RZ-AdventskalenderDie Privatbibliothek in der Reichsburg ist gut versteckt
9. Türchen im RZ-Adventskalender: Wo der Burgherr die Muße zum Lesen fand
Burgführerin Sabrina Rataj hat die RZ in die geheime Bibliothek der Reichsburg geführt. Foto: Verena Düren
Thomas Kölsch

Cochem. In unserem Adventskalender möchten wir Einrichtungen, Gebäude und Institutionen vorstellen, die gewöhnlich nicht öffentlich zugänglich sind. Dieses Mal hat unsere Autorin die Privatbibliothek der Reichsburg in Cochem besucht.
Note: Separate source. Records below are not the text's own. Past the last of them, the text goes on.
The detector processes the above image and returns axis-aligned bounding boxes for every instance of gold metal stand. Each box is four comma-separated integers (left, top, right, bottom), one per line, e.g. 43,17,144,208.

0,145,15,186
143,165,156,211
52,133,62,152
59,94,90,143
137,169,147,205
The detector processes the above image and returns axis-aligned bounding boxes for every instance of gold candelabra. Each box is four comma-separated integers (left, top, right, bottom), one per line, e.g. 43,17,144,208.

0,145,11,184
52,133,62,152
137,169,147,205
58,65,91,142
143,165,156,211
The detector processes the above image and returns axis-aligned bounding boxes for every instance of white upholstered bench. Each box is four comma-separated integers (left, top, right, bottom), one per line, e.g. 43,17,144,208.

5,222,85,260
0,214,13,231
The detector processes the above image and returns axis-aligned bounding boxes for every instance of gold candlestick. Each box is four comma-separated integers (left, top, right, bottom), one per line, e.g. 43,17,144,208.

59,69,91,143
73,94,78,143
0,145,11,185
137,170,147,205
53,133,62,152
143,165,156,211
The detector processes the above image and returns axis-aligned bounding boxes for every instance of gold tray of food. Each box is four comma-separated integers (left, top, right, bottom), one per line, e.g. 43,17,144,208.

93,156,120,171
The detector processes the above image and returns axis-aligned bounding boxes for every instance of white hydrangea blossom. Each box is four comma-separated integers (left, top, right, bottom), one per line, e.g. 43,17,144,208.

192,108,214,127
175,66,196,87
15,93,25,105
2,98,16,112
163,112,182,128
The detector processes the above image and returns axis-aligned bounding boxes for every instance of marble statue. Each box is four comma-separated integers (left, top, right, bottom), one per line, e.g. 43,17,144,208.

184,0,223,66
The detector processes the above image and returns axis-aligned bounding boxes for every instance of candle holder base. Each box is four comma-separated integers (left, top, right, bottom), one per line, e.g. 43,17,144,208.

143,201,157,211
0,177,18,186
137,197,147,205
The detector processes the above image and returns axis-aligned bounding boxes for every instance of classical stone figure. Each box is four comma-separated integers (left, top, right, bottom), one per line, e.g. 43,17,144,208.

Eigentlich ist es nur ein kleiner Knopf im Boden, fast ein wenig wie ein Türstopper. Das romanische Zimmer auf der Burg Cochem wirkt spartanisch, eher wie ein Durchgangszimmer. Als normaler Besucher und ohne eine Burgführerin wie Sabrina Rataj würde man vermutlich einfach durchlaufen – wäre da nicht dieser Knopf im Boden, der unter ihrer Anleitung die kleine Tür in der Wandvertäfelung öffnet. Die rechte der beiden Geheimtüren in der Wand ist das heutige Adventstürchen und führt eine enge Steintreppe hinunter in die Privatbibliothek des letzten Besitzers der Burg, Louis Ravené.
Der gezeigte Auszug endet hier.